Dodany: 16.09.2005 16:53|Autor: Anitra

Kryminał przeciętny, ale nie beznadziejny


Nie polecam rozpoczynania swojej przygody z twórczością Joego Alexa, czy z kryminałami w ogóle, od tej właśnie książki. Moim zdaniem nie jest ona najlepsza. Na szczęście wcześniej miałam okazję poznać inne książki Alexa, więc ta nie zdołała zniechęcić mnie do tego autora.

Utwór dzieli się na dwie części. Pierwsza dotyczy prywatnego życia Joego, a kończy się sceną, w której bohater zaczyna czytać przyjaciołom swoją nową powieść. Drugą część stanowi właśnie to dzieło, czyli historia śledztwa - od znalezienia zwłok do wskazania winnego zabójstwa. Jednak na początku sprawa wcale nie wygląda na morderstwo. Akcja rozgrywa się w domu na przedmieściach Londynu, gdzie w chwili śmierci ofiary znajdowało się jeszcze pięcioro innych mieszkańców. Wszystko wskazywałoby na samobójstwo, gdyby przy zmarłym nie znaleziono dwóch listów pożegnalnych, podających odmienne przyczyny jego kroku...

Sam pomysł z dwoma listami jest interesujący. Niestety, na tym się kończy. Jeśli nawet w toku śledztwa pojawiają się kolejne ciekawe fakty, to ostatecznie okazuje się, że były bez znaczenia dla sprawy. Odniosłam nawet wrażenie, że miały po prostu przeciągnąć akcję.

Poza tym w wywodach Joego badającego sprawę pojawia się mnóstwo niepotrzebnych powtórzeń. Wymienia możliwości, a po odrzuceniu jednej z nich, ponownie wymienia pozostałe. I tak w kółko. Mnie to drażniło. Sama zagadka jest może ciekawa, ale niezbyt skomplikowana i jej rozwiązanie nie wynagradziło mi konieczności czytania tak wielkiej ilości wywodów.

Nie twierdzę, że książka jest zła, ale jakby niedopracowana, a momentami mało ciekawa (co w książce tego gatunku jest zbrodnią).

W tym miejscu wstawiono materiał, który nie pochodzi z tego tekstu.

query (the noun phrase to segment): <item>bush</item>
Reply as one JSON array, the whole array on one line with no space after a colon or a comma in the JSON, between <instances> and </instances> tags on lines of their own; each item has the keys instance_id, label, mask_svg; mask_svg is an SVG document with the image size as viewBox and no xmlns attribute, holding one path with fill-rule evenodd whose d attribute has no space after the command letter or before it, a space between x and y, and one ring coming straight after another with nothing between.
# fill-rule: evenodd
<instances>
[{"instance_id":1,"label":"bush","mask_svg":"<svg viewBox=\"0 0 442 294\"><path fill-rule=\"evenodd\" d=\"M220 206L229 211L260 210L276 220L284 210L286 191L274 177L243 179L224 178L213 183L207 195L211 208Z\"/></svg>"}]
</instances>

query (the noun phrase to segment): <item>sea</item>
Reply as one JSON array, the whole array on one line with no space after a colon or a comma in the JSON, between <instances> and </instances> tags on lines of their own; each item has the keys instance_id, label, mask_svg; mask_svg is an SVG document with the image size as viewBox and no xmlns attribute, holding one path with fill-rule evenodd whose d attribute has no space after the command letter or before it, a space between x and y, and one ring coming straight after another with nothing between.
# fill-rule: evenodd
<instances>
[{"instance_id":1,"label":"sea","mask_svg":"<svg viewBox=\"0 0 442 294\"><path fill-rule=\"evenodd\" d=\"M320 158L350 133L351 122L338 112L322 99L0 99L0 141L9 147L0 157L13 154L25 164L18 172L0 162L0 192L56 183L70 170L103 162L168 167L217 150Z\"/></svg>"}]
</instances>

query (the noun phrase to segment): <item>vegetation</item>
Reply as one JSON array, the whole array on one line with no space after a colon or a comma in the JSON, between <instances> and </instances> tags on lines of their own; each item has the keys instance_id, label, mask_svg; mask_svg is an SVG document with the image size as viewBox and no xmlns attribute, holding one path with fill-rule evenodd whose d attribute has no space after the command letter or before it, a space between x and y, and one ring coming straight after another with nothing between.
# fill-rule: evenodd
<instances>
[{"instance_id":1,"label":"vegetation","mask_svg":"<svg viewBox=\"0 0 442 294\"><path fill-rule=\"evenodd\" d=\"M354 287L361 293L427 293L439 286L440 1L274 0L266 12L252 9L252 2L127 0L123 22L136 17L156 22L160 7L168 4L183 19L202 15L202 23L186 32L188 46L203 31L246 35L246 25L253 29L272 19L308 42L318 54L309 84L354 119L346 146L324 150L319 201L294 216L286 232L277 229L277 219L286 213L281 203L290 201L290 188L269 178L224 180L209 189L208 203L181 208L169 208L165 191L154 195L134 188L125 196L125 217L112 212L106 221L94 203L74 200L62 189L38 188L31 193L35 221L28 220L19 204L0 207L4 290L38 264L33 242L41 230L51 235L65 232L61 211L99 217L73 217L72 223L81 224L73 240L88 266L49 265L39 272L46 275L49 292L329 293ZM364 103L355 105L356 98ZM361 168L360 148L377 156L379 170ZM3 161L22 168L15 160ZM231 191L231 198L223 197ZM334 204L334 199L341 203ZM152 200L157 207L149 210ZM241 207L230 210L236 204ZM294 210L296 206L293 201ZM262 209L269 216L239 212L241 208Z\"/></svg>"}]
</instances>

Spodziewałam się na przykład innego zakończenia - powrotu do sceny z początku utworu, w której Alex czyta przyjaciołom swoją powieść. Logicznie rozumując, skoro zaczął, powinien i skończyć. A jednak tak nie jest i konstrukcja zakończenia zdaje się potwierdzać, że autor po prostu o tym zapomniał. Ta początkowa część wydaje się zresztą zbyt rozbudowana w stosunku do całości, a właściwie nie wnosi nic.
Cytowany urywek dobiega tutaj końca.